Typically less than 50% of spectrum already identified for IMT has been licensed by regulators, yet the IMT community are seeking new allocations. Shouldn’t regulators and the IMT community alike use what they have first, before asking for more?

A recent report by LS Telcom (which I have to admit to having had a hand in writing), highlighted the fact that many countries around the world have yet to make available all of the spectrum that the ITU has identified for use for commercial wireless broadband services (which the ITU calls IMT). Yet, despite this fact, the IMT community (e.g. the mobile operators and manufacturers) are pushing to be given access to even more spectrum. It seems churlish of the IMT community to make such demands when they haven’t even used the spectrum they have already asked for. This is not a case of Oliver asking for more gruel because his bowl is empty – the bowl is still half full!
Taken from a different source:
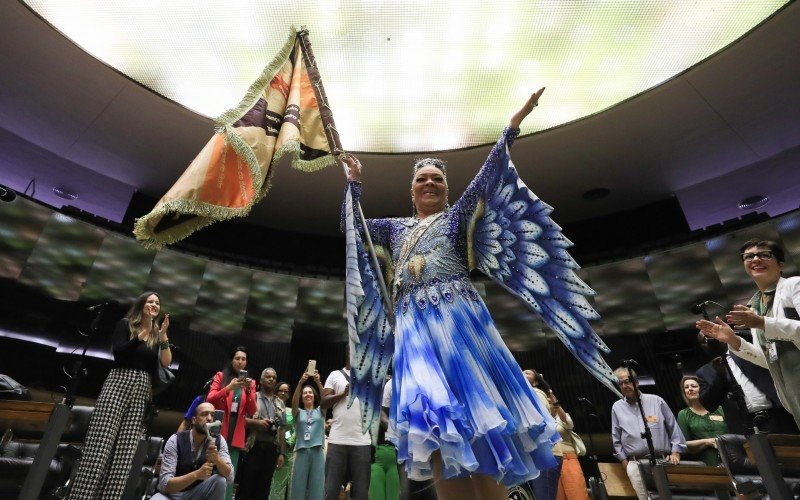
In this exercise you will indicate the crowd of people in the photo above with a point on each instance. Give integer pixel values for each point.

Licensed IMT Spectrum - Region 1

One of the primary arguments behind asking for more spectrum for IMT is that demand for mobile data is ever growing, and in order to satiate this demand, more spectrum will be needed. Despite the improvements in spectrum efficiency and capacity that are offered by LTE, it would be equally churlish of those not in the IMT community to refuse to admit that more spectrum will almost certainly be needed. There are a myriad of forecasts for just how much spectrum will be required and as PolicyTracker has reported several times, there is an equal amount of uncertainty about these forecasts.

What is clear, however, is that mobile operators are achieving greater capacity from less spectrum than historic forecasts predicted. If there is a lesson to be learnt here it is that these historic forecasts (e.g. those from the ITU) have tended to vastly over-estimate the amount of spectrum that is necessary for mobile services. Given this, and given the amount of already identified IMT spectrum that is yet to be made available by regulators, there remains a question as to just how much more will be really be required.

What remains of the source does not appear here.